Here's how it goes. I sit down in front of the computer, wipe away the layer of dust on the monitor, admire my faint reflection, and recite my motivation to keep churning out word pollution every single day.

"I'm workmanlike enough, I'm reasonably smart enough, what with my valedictorianship from a small Missouri high school, and doggone it, people tolerate me."

If that's not enough to get a writer's blood flowing like damaged cartridge of ink, I don't know what is.


  1. At least you've gotten your monthly affirmation over early in the month so now you're good to go.

  2. LOL! Good old Stuart. I forgot about him.

    If it is any consolation I think we are all just tolerating one another. Just yesterday I was tolerating my husband. Now I love him again. Fickle me.

  3. That spoonful of frothy broth left a film on my mouth. Since I am SUCH the genteel lady, let me step aside and dab at my mouth with my lacy handkerchief...

  4. And we tolerate you daily!

  5. Short and to the point. I admire your tenacity to blog every day.

  6. Stephen,
    That's right. So you'd better get comfortable. No more short, to-the-point postings for 30 more days.

    A good toilet-brush/razor faux pas does wonders for domestic tolerance, I've found.

    Well, Madam, I'm surprised you didn't simply hawk up a frothy broth film hairball and expel it onto the primrose path. To hold it in invites an unwanted bout of The Vapors.

    To borrow the best-remembered, yet factually inaccurate phrase of Sally Field upon winning an Academy Award..."You tolerate me! You really tolerate me!"

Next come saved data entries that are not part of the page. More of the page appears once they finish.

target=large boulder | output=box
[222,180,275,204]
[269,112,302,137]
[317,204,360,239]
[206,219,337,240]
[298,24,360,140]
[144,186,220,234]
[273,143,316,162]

    But I don't WANT to be short and to the point! One might as well read a Reuter's news release if one wants brevity and succinctness. I strive to be a self-indulgent tabloid that one hides under boxes of feminine hygiene products, condoms, Preparation H, a case of Milwaukee's Best, Kwell shampoo, adult diapers, and Compound W on the checkout line conveyor belt.

    Because even though there's a market for me, I'm just THAT embarrassing.